The intervening nights, however, belonged to Liz, who was no slouch herself. Bouncety bouncety; by Wednesday morning I was just as pleased to board that boat for a day’s vacation at the office.

Liz saw me off at the pier. “I like a man who goes away for half the week,” she said.

I bet you do, I thought. I said, “Have a nice rest,” and patted her cheek. And wrote my new Christmas card on the ferry. Thus do we artists adapt the facts of our own lives to the purposes of our art.

12

The Gentleman Waittng in my outer officer was up to no good; I could tell it the minute I laid eyes on him. Gloria, with a now-you’re-in-for-it look, waved grandly at the fellow and said, “There’s a Mr. Volpinex here to see you, Mr. Dodge. He wanted either you or your brother Bart.”

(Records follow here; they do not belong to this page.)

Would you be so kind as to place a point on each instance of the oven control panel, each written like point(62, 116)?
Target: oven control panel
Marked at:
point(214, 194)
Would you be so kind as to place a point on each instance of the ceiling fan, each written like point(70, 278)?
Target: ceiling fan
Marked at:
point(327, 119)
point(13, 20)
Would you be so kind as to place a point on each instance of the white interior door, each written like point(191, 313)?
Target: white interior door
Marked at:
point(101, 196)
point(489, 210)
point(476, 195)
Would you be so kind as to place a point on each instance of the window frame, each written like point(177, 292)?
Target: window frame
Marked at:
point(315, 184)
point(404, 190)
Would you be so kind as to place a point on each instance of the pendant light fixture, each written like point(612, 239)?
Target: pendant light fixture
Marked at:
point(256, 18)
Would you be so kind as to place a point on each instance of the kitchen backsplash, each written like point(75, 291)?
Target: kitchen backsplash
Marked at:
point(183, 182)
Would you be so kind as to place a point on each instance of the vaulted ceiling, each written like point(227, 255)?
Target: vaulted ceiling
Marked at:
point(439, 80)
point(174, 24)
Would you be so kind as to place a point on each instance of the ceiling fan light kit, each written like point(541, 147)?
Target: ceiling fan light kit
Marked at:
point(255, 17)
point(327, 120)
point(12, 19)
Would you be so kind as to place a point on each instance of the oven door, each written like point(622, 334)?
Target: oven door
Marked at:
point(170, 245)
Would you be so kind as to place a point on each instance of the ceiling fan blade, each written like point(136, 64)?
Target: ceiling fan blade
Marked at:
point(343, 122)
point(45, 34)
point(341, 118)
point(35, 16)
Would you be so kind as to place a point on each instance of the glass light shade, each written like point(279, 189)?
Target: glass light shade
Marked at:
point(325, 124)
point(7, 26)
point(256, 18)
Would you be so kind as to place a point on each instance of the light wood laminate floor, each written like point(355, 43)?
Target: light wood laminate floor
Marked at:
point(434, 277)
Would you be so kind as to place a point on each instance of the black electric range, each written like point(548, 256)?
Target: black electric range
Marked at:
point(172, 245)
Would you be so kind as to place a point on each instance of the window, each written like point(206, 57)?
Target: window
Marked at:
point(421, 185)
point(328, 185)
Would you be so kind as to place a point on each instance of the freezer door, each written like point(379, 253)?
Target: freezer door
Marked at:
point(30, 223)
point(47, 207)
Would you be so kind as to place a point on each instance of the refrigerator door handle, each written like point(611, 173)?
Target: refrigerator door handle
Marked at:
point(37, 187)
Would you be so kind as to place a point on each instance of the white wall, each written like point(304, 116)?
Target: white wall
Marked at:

Whoops. Mr. Volpinex had apparently been my age when he’d died, several thousand years ago, and in the depths of the pyramid been given this simulacrum of life. The ancient chemists had dyed his flesh a dark unhealthy tan, and painted his teeth with that cheap gloss white enamel used in rent-controlled apartments. His black suit was surely some sort of oil by-product, and so was his smile.

“I take it,” this thing said, extending its hand, “I am addressing Mr. Arthur Dodge?”

“That’s right” His hand was as dry as driftwood.

“I am Ernest Volpinex,” he said, and gave himself away. No real thirty-year-old would have reached into his vest pocket at that juncture and given me his card. So my first guess was right; he was the undead.

I took the card, but kept my eyes on its owner. “How do you do?”

“I am,” he said, with the smile of a bone-grinder, “the attorney for the Kerner estate.”

I sensed Gloria’s ears cocking like a collie’s at the phrase Kerner estate. Kerner had been the name of the girl two days ago, Bart was the person that girl had been looking for, and the word estate was well within Gloria’s vocabulary. “Why don’t we go into my office?” I said.

“Thank you very much.”

And so we entered the office. I gestured to my guest chair, but Volpinex took a moment instead to read the cards mounted on my wall, so I sat at my desk and leafed through the call memos. Wastebasket wastebasket wastebasket...

I had transferred to the incoming mail and had discovered, to my pleased surprise, an actual amended statement and supplemental check from All-Boro, when Volpinex falsely chuckled, turning to face me, and said, “Very amusing.”

“I keep them around to lighten my darker moments,” I said. “Do have a chair.”

“Thank you.”

I didn’t care for the way he made himself at home in that chair, settling in as though he’d just foreclosed on a mortgage I hadn’t known about. He said, “May I smoke?”

You can fry. “Certainly.”

He had a silver cigarette case and a black holder. The case was also a lighter at one end. If he hadn’t used those two magic names Bart and Kerner I would have considered him some sort of overdone buffoon; as it was I watched him with respect, if not admiration.

Satisfied at last with his cigarette, he said, “We’ve been neighbors, you know.”

What? “Have we?”

“You were staying for a while in Fair Harbor, and I’ve rented a place in Dunewood.”

“Ah.” Ah hah! With sudden conviction, I knew that this was my host at the party where I’d first met Liz. And wouldn’t he also be the fellow she was with last weekend, while I was Barting Betty? Which was why Liz had suddenly showed up on that part of the beach.

And to think she’d been putting me down for my connection with Candy.

“You were staying,” my saturnine friend continued, “with Mr. and Mrs. Ralph Minck, were you not?”